Tendecia de Noticias.-
La historia de Laura y Marcelo con el cielo comenzó en 1995, cuando ambos tenían alrededor de 35 años. Aunque siempre mantuvieron vivas las ganas de realizar travesías largas, la llegada de la pandemia y distintas circunstancias alinearon los planetas para impulsar el gran sueño de dar la vuelta a la Argentina. Para lograrlo, necesitaban la máquina adecuada, lo que los llevó a transformar por completo la aeronave que ya tenían basada en Villa Rumipal, mientras que ellos residen en Villa General Belgrano, en el Valle de Calamuchita.

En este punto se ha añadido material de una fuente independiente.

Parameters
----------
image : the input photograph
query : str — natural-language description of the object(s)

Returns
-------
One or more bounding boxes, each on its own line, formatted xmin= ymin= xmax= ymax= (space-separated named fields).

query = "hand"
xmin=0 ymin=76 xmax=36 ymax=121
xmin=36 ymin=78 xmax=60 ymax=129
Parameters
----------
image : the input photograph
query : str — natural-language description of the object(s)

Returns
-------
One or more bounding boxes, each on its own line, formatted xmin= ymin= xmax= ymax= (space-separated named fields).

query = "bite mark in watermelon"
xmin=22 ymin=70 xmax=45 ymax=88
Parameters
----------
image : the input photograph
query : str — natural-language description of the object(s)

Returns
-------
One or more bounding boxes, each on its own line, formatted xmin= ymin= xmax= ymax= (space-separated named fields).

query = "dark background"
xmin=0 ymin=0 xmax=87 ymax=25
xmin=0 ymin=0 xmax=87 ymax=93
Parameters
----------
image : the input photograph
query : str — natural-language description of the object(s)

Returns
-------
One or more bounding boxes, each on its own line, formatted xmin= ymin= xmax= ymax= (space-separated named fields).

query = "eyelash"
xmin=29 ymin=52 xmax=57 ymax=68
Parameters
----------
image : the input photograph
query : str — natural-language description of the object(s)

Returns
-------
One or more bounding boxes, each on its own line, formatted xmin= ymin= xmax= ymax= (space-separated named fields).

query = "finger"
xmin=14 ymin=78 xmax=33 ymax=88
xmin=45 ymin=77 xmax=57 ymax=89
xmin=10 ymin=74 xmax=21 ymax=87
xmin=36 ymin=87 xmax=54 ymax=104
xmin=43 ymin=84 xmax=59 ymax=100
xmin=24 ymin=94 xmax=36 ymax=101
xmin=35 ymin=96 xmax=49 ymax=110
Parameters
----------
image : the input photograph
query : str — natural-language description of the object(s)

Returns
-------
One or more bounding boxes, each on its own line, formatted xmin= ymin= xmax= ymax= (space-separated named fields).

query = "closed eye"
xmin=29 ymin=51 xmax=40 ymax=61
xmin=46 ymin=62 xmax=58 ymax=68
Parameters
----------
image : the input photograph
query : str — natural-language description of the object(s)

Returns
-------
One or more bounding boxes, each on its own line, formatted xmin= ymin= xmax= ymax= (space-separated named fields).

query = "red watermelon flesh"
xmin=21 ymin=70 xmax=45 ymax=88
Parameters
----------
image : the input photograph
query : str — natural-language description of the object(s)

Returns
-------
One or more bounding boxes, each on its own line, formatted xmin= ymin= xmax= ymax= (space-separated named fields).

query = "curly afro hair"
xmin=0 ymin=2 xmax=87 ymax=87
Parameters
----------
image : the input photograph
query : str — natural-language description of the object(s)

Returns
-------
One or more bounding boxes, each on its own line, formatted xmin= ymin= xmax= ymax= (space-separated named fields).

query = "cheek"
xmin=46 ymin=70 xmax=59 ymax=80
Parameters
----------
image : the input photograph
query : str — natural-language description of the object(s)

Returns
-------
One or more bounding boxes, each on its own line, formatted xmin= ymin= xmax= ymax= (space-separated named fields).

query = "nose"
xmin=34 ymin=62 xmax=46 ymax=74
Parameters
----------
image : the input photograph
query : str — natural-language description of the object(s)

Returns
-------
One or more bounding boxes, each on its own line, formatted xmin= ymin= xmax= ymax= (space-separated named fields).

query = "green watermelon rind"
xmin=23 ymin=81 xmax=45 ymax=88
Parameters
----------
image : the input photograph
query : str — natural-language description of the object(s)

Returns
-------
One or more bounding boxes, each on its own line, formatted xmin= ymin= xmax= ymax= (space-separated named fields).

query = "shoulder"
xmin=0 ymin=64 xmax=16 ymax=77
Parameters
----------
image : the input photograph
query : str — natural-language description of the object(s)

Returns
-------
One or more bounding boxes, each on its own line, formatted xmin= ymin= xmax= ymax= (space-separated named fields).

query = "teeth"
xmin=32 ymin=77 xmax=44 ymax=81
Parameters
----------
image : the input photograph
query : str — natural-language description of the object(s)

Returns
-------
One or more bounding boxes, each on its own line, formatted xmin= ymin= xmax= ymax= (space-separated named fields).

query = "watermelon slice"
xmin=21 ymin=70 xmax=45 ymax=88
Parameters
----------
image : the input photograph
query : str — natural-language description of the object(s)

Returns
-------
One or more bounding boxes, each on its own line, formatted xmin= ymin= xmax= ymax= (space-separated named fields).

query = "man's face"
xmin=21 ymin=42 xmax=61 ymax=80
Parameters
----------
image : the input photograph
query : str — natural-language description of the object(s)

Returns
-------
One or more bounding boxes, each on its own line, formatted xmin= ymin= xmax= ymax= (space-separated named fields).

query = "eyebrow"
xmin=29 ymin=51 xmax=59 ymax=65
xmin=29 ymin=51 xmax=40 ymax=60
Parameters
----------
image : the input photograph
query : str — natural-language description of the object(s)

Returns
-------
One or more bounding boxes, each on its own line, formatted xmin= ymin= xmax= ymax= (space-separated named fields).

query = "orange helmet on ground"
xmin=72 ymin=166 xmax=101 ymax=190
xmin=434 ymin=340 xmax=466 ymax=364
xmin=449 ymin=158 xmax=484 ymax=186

El gran protagonista de la aventura es el Defiant, un avión anfibio liviano con un pasado singular. Según recuerda Marcelo, el avión llegó a sus manos gracias a un amigo, encontrándose hangarado y en un estado de semiabandono durante muchos años. La pareja lo tomó, lo puso en vuelo y finalmente decidió realizar una reconstrucción total a fines de 2024. "Le cambiamos el motor, le cambiamos las alas, le cambiamos todo", detalla el piloto sobre el minucioso proceso de renovación. El nombre elegido evoca precisamente ese espíritu: el desafío de reconstruir la estructura y la audacia de cruzar el territorio nacional de punta a punta.
La bitácora de viaje contempla el exigente objetivo de visitar al menos una localidad por provincia. En su recorrido hacia el sur, ya completaron la Patagonia pasando por 24 localidades de provincias como San Luis, Mendoza, Neuquén, Chubut, Río Negro, Santa Cruz y Tierra del Fuego. Laura explica que la perspectiva desde el aire revela paisajes diversos y conmovedores que no se aprecian de la misma manera desde la tierra, destacando que toda la república es hermosa. En el aire se mueven con absoluta libertad; planifican el vuelo de forma estricta por seguridad, pero dejan que el clima y el magnetismo de cada destino dicten los días de permanencia.

Toda esta travesía íntima queda registrada en sus redes sociales, como en su canal de YouTube, bajo el nombre de Defiant 292. Aunque al principio nació como un registro para el placer propio, el proyecto busca generar una corriente de simpatía e inspirar a la comunidad. "Lo que queríamos es que la gente se anime a volar", señala Laura, quien además busca romper el mito de que con aviones de este tamaño solo se pueden realizar vuelos recreativos locales a los alrededores de un aeródromo.
Su reciente paso por Tucumán dejó recuerdos muy especiales en los pilotos, quienes llegaron con la idea fija de conocer la Casa Histórica. La fisonomía de la ciudad superó ampliamente sus expectativas por su organización y su belleza estética, destacando atractivos como la Plaza Independencia, la Casa de Gobierno, el Parque 9 de Julio y los bajos relieves de Lola Mora. El viaje continuará ahora hacia Metán, en Salta, y seguirá subiendo hacia Jujuy, antes de iniciar el descenso por el este del país a través de Corrientes y Entre Ríos para terminar de abrazar el mapa entero.